El problema es que me han pasado tantas cosas parecidas a esa que ya no me puedo seguir defendiendo. Me temo que soy más adicta a la televisión de lo que me gustaría reconocer. Y ni siquiera he podido sacarle el lado bueno, como la gente que se vuelve experta en series, videojuegos, bares o billares y se gana la vida escribiendo sobre series, videojuegos, bares o billares, porque, para colmo de males, llego tarde a todos los programas. Es más: mis amigos dicen que la mayor prueba de que una serie ha pasado de moda es que yo la esté viendo. Cuando vi la primera escena de Breaking Bad ya había visto, en un comercial de AXN, a Walter White calvo, demacrado y con sombrero, alejándose de un edificio en llamas. Cuando puse el capítulo número uno de la temporada número uno de House of Cards ya me habían contado que Frank Underwood iba a ser presidente. Y no hablemos de la primera vez que me vi un capítulo de Seinfeld… ¡en el año 2012!
Es que a diferencia de los televidentes sofisticados, yo deambulo por los canales como un alma en pena, no logro retener los nombres de las series premiadas cada temporada y veo televisión en desorden. No soy metódica. Así como llegué a un programa violento a los seis años en ese hotel, así, por azar, sin proponérmelo, aterricé hace algunos meses en un capítulo de America’s Next Top Model. ¿Y saben qué? Lo tuve que ver hasta el final. (“¡Espérense que Tyra Banks ya va a hacer llorar a alguien!”). ¿Cómo es posible que me haya atrapado un reality show de modelos, peleas, desfiles, traiciones, llanto, peinados, drama y maquillaje? Ni idea.
No sé cuántas horas de mi vida he dedicado a la televisión. Y ojalá no me dé por hacer la cuenta. De los programas que he visto, he llegado por mi propia voluntad a algunos pero con otros me ha pasado que caigo en sus garras sin darme cuenta, por razones inexplicables. ¿Son los guionistas, directores y productores unos magos? ¿O simplemente siguen una receta que no falla para capturar televidentes? Nunca he sabido. A lo mejor es una combinación de ambas cosas: mitad hechicería, mitad mercadeo.

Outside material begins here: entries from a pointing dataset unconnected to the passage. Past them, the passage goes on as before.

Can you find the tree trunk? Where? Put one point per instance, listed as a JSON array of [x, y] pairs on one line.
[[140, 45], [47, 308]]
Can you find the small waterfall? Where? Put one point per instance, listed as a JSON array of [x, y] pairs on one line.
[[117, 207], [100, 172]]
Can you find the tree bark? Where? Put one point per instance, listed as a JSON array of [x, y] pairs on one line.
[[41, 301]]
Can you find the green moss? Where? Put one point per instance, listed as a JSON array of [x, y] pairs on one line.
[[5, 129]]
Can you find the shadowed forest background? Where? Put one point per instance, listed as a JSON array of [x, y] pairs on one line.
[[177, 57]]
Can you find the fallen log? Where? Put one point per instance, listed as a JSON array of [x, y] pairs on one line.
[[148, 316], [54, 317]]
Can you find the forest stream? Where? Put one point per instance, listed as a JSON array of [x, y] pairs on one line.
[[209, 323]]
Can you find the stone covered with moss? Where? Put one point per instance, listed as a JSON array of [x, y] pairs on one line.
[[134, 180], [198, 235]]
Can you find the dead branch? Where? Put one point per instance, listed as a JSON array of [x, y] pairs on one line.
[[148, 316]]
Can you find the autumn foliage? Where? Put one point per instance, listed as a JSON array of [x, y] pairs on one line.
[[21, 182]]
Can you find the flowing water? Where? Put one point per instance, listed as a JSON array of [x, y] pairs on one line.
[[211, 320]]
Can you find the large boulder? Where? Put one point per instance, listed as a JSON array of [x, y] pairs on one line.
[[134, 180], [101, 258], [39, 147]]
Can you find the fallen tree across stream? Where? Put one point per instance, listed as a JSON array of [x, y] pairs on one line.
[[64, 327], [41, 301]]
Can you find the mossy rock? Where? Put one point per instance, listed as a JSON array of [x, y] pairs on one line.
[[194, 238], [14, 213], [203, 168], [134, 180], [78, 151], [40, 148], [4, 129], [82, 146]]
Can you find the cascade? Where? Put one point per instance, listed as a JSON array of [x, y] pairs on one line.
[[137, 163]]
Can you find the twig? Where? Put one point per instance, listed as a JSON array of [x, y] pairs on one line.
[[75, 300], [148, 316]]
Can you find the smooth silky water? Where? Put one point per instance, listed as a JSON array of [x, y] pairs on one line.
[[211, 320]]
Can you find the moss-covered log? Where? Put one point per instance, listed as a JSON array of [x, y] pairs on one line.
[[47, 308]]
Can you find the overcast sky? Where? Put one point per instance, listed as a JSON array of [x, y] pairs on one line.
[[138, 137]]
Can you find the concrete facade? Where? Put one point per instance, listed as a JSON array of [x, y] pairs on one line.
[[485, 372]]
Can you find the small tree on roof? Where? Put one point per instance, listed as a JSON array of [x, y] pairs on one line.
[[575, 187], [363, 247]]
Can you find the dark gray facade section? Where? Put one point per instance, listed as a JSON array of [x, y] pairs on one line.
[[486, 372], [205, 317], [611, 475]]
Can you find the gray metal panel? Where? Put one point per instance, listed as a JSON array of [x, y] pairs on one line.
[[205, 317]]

No necesito que nadie cuestione mis elecciones televisivas porque para eso estoy yo, que muchas veces me he dicho a mí misma: “Isabel, ¿por qué estás viendo esto? ¿Qué te pasa?”. Por fortuna, nunca me he dejado intimidar por la pregunta porque las respuestas son ilimitadas. Isabel, hoy tuve un día muy productivo, resolví problemas, estudié, tuve ideas, trabajé, leí las noticias, opiné… ahora tengo derecho a dejar de pensar durante media hora. Isabel, necesito ver un rato al Doctor House, aunque me sepa todas sus frases de memoria, porque sus peleas me distraen de las mías. Isabel, está lloviendo muy duro y el televisor prendido contrarresta el sonido del granizo cayendo sobre la marquesina. Isabel, qué pena, yo puse este programa porque creí que era el que me habían recomendado; sí, yo sé, me confundí, era otro programa, pero de todas formas este no está tan malo. Isabel, espérate que ya lo van a matar.